1 After these things the word of the Lord came to Abram in a vision: “Fear not, Abram, I am your shield; your reward shall be very great.” But Abram said, “O Lord God, what will you give me, for I continue childless, and the heir of my house is Eliezer of Damascus?” And Abram said, “Behold, you have given me no offspring, and a member of my household will be my heir.” And behold, the word of the Lord came to him: “This man shall not be your heir; your very own sonshall be your heir.” And he brought him outside and said, “Look toward heaven, and number the stars, if you are able to number them.” Then he said to him, “So shall your offspring be.” And he believed the Lord, and he counted it to him as righteousness.

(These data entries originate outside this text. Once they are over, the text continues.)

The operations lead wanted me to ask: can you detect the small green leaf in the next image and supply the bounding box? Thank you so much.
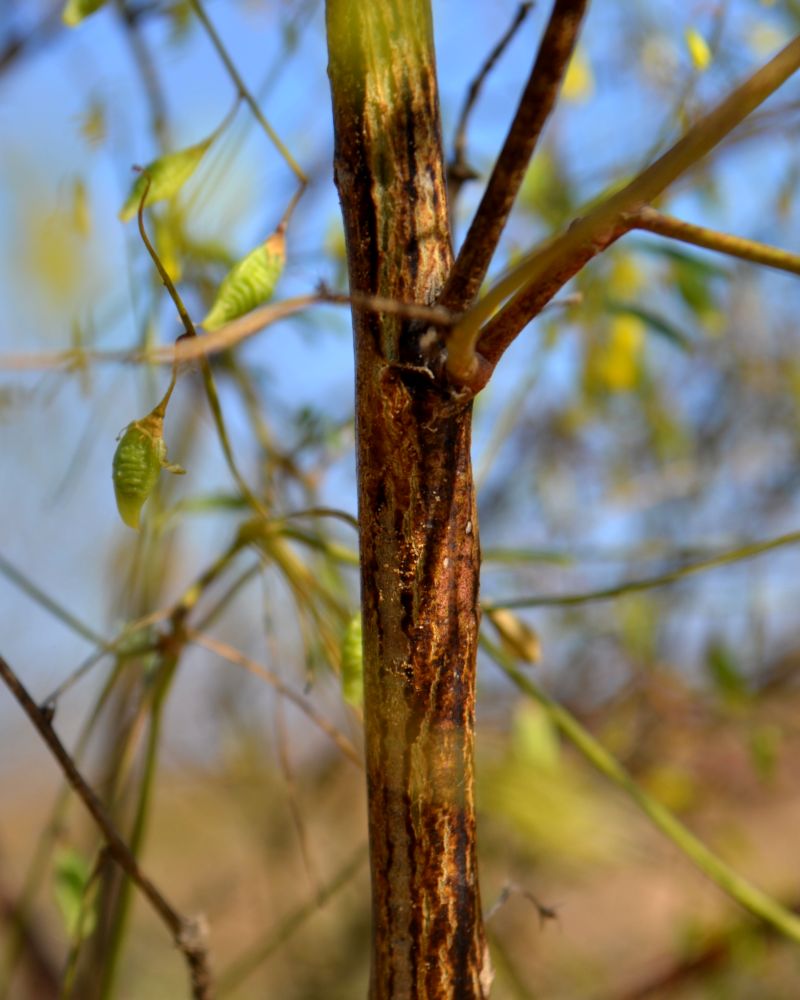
[342,612,364,708]
[119,133,216,222]
[706,640,748,704]
[53,848,97,941]
[202,231,286,331]
[112,404,186,529]
[61,0,106,28]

And he said to him, “I am the Lord who brought you out from Ur of the Chaldeans to give you this land to possess.” But he said, “O Lord God, how am I to know that I shall possess it?” He said to him, “Bring me a heifer three years old, a female goat three years old, a ram three years old, a turtledove, and a young pigeon.” 10 And he brought him all these, cut them in half, and laid each half over against the other. But he did not cut the birds in half. 11 And when birds of prey came down on the carcasses, Abram drove them away. 12 As the sun was going down, a deep sleep fell on Abram. And behold, dreadful and great darkness fell upon him. 13 Then the Lord said to Abram, “Know for certain that your offspring will be sojourners in a land that is not theirs and will be servants there, and they will be afflicted for four hundred years. 14 But I will bring judgment on the nation that they serve, and afterward they shall come out with great possessions. 15 As for you, you shall go to your fathers in peace; you shall be buried in a good old age. 16 And they shall come back here in the fourth generation, for the iniquity of the Amorites is not yet complete.” 17 When the sun had gone down and it was dark, behold, a smoking fire pot and a flaming torch passed between these pieces. 18 On that day the Lord made a covenant with Abram, saying, “To your offspring I give this land, from the river of Egypt to the great river, the river Euphrates, 19 the land of the Kenites, the Kenizzites, the Kadmonites, 20 the Hittites, the Perizzites, the Rephaim, 21 the Amorites, the Canaanites, the Girgashites and the Jebusites.”

I remember a lot of preacher stories from when I was a kid in church. I am referring to stories that were (I would later discover) repeated in churches all around the Bible belt because of their special evocative force and illustrative power. One of the great disillusionments of growing up in the Bible belt, by the way, is discovering how many of these stories you heard were not actually true! Even so, one of my favorites turned out to be true after all.

I probably heard a dozen times growing up the story of the tightrope walker who walked over Niagara Falls. He walked back and forth a number of times and did a number of tricks along the way. The people cheered wildly. Then he pushed a wheelbarrow back and forth across Niagara Falls. The people, again, cheered wildly! Then he asked, “Who here thinks that I could push a person in this wheelbarrow across the falls?” The crowd jubilantly expressed its faith in such an idea through loud cheering. But then he asked, “Wonderful! Now who would like to volunteer to ride in the wheelbarrow?” Then…dead silence. Complete silence!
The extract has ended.